Even if the world is a changed place and LGBT people are more broadly accepted, it's refreshing to have a relatively safe place -- snark and shade are to be expected -- to relax and cruise and screw without worry and to see openly gay men of every size, shape, color and style. And thanks to events like the Fire Island Pines Performance Series, Dancers Respond to AIDS, and the aforementioned Meat Rack gathering, "The Swimming Pool," a dance party that's more Brooklyn than Hell's Kitchen, the island seems to be undergoing a creative renaissance. But creativity and exorbitant prices don't often go hand-in-hand and if businessmen out there aren't careful, they'll scare away vital members of the community. There's something particularly unhospitable about such a lustful and unapologetic high prices, especially since the corporate group behind the Canteen, FIP Ventures, owns a number of other Pines properties, including the newly constructed Pavilion and the Botel, which hosted me.
I understand that Fire Island's inhabitants are captive audience and capitalism is a game to be won, but may I offer a rhetorical "c'mon!"? It's one thing to serve the community.
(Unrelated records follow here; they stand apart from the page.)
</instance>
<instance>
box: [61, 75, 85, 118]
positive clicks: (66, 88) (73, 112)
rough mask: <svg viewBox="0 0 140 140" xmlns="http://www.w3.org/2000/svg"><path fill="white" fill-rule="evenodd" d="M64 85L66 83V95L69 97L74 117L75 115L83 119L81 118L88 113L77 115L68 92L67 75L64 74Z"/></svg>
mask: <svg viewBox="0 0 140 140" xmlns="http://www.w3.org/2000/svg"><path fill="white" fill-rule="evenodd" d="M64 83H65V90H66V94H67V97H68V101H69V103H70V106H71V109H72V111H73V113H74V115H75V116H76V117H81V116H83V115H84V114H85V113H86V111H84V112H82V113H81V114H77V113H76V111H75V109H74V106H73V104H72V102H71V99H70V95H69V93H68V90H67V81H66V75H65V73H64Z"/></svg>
It's quite another to take advantage. And the line is not that thin.
(Image via Flickr.)
*Anyone versed in Fire Island history can tell you the T in LGBT has a very different history there and elsewhere in queer spaces.
PS: In case you're wondering: the island's general store, The Pantry, charges $1.25 for a Snickers. It is not, however, 24-hours, so if it's 2:00 am and you're coming back from the Meat Rack vegetarian, I suggest you bring your own treat.